Reality: As I've explained in at least one prior column, Hani Hanjour's flying was hardly the show-quality demonstration often described. It was exceptional only in its recklessness. If anything, his loops and turns and spirals above the nation's capital revealed him to be exactly the shitty pilot he by all accounts was. To hit the Pentagon squarely he needed only a bit of luck, and he got it, possibly with help from the 757's autopilot.
Striking a stationary object -- even a large one like the Pentagon -- at high speed and from a steep angle is very difficult. To make the job easier, he came in obliquely, tearing down light poles as he roared across the Pentagon's lawn. It's true there's only a vestigial similarity between the cockpit of a light trainer and the flight deck of a Boeing. To put it mildly, the attackers, as private pilots, were completely out of their league. However, they were not setting out to perform single-engine missed approaches or Category 3 instrument landings with a failed hydraulic system. For good measure, at least two of the terrorist pilots had rented simulator time in jet aircraft, but striking the Pentagon, or navigating along the Hudson River to Manhattan on a cloudless morning, with the sole intention of steering head-on into a building, did not require a mastery of airmanship. The perpetrators had purchased manuals and videos describing the flight management systems of the 757/767, and as any desktop simulator enthusiast will tell you, elementary operation of the planes' navigational units and autopilots is chiefly an exercise in data programming. You can learn it at home. You won't be good, but you'll be good enough.

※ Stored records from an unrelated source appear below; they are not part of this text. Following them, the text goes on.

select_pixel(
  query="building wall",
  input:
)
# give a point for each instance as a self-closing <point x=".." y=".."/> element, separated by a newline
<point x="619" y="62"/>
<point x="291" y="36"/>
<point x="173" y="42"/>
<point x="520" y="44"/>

"They'd done their homework and they had what they needed," says a United Airlines pilot (name withheld on request), who has flown every model of Boeing from the 737 up. "Rudimentary knowledge and fearlessness."..... "As everyone saw, their flying was sloppy and aggressive," says Michael (last name withheld), a pilot with several thousand hours in 757s and 767s. "Their skills and experience, or lack thereof, just weren't relevant."
"The hijackers required only the shallow understanding of the aircraft," agrees Ken Hertz, an airline pilot rated on the 757/767. "In much the same way that a person needn't be an experienced physician in order to perform CPR or set a broken bone."
That sentiment is echoed by Joe d'Eon, airline pilot and host of the "Fly With Me" podcast series. "It's the difference between a doctor and a butcher," says d'Eon.